Fortran Regular Expression: Forgex v2.0 Released
Author: Amasaki Shinobu (雨崎しのぶ)
Twitter: @amasaki203
Posted on: 2024-07-10 JST
Abstract
Forgex v2.0 with Lazy DFA is available.
Details
I have released version 2.0 of Forgex (short for Fortran Regular Expression), and it is now available on GitHub.
Starting with this version, I have adopted a lazy-evaluated deterministic finite automaton (Lazy DFA) approach for subset construction, which has reduced the consumption of time and memory resources compared to using previous statically compiled DFA.

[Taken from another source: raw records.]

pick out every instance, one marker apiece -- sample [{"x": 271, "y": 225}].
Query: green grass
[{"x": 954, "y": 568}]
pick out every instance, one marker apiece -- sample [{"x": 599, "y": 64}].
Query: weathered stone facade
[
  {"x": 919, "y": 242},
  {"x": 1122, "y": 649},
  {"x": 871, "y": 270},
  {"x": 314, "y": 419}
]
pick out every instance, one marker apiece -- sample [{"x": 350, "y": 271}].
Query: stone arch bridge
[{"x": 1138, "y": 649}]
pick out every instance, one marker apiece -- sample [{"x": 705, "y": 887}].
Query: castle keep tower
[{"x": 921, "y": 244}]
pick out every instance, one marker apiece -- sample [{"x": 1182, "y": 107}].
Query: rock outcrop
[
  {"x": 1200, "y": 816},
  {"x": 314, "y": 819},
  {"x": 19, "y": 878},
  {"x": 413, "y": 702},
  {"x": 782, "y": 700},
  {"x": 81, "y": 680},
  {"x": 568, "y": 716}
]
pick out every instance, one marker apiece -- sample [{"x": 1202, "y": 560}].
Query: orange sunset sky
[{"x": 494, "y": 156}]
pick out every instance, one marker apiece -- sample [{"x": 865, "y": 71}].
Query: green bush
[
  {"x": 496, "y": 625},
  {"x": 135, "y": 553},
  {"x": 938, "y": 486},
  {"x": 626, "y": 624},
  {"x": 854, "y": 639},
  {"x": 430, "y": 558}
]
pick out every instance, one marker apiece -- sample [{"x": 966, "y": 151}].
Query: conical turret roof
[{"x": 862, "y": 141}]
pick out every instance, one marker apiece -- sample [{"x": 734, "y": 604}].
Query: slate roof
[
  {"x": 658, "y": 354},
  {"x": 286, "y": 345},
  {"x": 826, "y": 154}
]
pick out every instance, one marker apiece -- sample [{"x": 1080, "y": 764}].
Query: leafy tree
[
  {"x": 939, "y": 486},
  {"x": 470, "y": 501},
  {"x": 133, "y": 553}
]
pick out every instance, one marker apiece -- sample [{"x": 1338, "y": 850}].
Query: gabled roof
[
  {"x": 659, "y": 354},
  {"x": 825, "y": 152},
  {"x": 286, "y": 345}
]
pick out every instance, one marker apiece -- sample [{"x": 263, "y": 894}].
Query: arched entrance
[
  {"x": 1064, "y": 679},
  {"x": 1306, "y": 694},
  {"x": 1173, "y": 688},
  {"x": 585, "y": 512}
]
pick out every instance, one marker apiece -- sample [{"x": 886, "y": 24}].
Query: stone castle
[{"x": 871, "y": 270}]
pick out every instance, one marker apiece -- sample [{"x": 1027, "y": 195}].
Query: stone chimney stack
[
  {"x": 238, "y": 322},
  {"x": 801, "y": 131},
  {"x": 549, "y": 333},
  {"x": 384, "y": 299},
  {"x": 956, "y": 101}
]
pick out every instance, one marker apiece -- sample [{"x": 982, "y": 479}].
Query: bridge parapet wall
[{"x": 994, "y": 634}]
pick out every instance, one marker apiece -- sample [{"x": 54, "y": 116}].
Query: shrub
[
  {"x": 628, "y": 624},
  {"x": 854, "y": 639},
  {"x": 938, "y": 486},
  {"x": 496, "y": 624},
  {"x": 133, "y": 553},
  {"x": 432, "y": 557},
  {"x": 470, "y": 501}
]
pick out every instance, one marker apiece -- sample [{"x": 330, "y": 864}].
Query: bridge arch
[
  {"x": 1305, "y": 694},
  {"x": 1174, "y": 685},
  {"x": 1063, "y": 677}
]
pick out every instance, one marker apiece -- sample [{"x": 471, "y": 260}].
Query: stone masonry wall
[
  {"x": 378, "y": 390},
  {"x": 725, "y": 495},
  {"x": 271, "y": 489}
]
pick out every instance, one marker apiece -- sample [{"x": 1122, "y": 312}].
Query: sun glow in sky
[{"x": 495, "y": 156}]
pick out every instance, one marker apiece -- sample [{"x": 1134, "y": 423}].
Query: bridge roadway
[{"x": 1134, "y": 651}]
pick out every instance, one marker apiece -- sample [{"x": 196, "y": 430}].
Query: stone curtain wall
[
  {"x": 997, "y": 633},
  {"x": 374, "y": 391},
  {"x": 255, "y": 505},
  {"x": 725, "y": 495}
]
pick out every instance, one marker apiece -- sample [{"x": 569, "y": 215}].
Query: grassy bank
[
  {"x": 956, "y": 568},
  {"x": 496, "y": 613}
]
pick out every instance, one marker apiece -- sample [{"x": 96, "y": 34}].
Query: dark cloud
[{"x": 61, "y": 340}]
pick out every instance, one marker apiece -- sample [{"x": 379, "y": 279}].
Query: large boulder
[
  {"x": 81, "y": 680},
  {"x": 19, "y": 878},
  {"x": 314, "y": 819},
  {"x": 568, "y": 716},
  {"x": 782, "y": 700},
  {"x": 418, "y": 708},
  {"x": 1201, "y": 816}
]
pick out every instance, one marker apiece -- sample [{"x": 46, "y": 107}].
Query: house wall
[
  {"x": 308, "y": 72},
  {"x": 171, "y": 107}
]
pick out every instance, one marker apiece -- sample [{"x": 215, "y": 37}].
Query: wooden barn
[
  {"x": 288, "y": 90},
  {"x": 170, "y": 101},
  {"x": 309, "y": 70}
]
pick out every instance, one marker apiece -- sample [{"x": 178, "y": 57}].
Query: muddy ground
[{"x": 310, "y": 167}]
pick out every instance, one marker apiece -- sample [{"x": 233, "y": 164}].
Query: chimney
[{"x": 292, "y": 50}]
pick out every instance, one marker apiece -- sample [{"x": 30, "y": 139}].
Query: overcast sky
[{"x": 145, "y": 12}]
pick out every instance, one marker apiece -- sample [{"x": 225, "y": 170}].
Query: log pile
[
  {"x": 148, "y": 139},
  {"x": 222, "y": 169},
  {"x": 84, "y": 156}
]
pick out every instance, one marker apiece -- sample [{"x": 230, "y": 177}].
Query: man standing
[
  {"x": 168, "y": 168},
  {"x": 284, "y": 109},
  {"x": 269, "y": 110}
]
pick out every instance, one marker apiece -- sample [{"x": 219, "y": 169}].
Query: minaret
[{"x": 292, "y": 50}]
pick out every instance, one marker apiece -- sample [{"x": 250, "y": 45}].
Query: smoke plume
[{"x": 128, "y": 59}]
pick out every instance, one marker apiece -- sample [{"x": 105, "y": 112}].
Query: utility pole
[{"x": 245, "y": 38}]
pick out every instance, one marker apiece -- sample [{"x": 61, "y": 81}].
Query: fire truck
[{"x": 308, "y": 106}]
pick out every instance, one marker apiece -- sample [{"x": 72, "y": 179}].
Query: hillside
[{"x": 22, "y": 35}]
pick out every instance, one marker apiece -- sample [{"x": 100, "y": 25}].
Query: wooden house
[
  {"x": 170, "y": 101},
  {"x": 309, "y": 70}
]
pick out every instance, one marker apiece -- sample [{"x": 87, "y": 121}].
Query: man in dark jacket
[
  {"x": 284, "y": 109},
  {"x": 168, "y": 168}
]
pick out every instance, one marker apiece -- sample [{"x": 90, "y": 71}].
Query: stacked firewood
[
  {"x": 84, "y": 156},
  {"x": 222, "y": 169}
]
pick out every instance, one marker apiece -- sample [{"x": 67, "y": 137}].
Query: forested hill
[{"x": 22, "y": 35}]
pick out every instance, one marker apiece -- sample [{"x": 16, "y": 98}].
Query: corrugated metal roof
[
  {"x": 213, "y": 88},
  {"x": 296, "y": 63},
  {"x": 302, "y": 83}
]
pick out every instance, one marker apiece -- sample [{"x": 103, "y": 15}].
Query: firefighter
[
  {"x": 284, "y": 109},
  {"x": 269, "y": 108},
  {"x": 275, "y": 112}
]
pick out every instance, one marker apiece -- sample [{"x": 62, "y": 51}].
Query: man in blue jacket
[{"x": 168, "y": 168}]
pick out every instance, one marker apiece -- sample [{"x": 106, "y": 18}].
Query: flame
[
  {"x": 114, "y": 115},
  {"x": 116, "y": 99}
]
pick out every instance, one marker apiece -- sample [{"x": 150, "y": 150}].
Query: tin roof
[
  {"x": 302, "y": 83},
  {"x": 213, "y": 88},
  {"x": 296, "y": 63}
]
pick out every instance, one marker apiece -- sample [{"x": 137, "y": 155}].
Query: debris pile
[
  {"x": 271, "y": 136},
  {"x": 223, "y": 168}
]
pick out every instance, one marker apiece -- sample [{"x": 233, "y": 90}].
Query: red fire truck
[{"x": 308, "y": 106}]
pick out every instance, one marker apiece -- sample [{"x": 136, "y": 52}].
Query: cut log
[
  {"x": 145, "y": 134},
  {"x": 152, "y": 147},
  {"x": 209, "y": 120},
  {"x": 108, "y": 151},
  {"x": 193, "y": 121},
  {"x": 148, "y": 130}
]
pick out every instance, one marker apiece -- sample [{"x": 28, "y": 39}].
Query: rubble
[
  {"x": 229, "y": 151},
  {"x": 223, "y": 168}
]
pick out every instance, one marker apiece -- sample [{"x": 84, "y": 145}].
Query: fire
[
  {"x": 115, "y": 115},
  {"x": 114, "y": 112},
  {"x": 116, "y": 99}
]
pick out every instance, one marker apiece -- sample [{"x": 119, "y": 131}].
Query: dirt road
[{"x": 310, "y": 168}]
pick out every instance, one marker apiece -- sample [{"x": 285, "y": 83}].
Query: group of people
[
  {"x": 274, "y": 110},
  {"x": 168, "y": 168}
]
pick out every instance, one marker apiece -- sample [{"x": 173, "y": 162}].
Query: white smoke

As a minor fix, I have added the forgex_
prefix
to the names of all internal modules. This prevents module name
collisions when introducing Forgex into a new project. The API
module name forgex
and the APIs of
.in.
and .match.
operators, and
regex
function will remain unchanged.
Thank you.
To Do
Here are some of the things I am considering for the future of this project:
- improving documentation of the internal implementation for developers (top priority),
- optimizing with a literal search method,
- supporting escape sequences for Unicode,
- Parallelizing matching.
Memo
The following are just my own thoughts and notes, so I cannot guarantee their accuracy.
Documentation
I am trying to decide where to place and how to build the documentation for my Fortran project. Should I put it in the main repository or create a separate repository for the documentation? Should I use FORD or Sphinx? FORD is very easy to use as it automatically generates the reference documentation, but I am considering Sphinx because of the wide selection of visual themes and good typesetting.
Regex Literals Optimization
The regex literals optimization is a method which avoids executing the regex engine on parts of the input character string that cannot possibly match the regex pattern (cf. [5]). I need to think in advance about which part of the engine this feature should be implemented in. Since I want to avoid changing the syntax tree construction as much as possible, would it be better to implement this naively in a relatively shallow layer, in a module close to the users and API?
Parallelization
The thread parallelization of regex engines can be
discussed in two parts: DFA construction and matching.
Parallelizing DFA construction will undoubtedly be difficult.
Care must be taken to avoid race conditions. On the other hand,
parallelizing matching is more realistic, and is possible if I
prepare as many pointer variables as there are threads, with
the upper limit being the number of starting points for
matching. In other words, the .in.
operator and
the regex
function can be parallelized, but the
.match.
operator cannot.
The above discussion pertains to static DFA construction. However, in Lazy DFA, it will be necessary to balance both of these, that is, to avoid race conditions during matching and execute DFA construction in parallel. At this point, I don’t know whether this is possible or not, so I need to learn by reading computer science papers and studying other implementations of regex engines.
Nonetheless, even if I were to implement it to this extent, it is unclear whether I could expect any significant from parallelization.
Miscellaneous
- I would like to implement escape sequences for Unicode, adopting a notation that is widely used in other engines. But which one should I use?
- I would like to have more effective testing methods and a sufficient number of test cases.]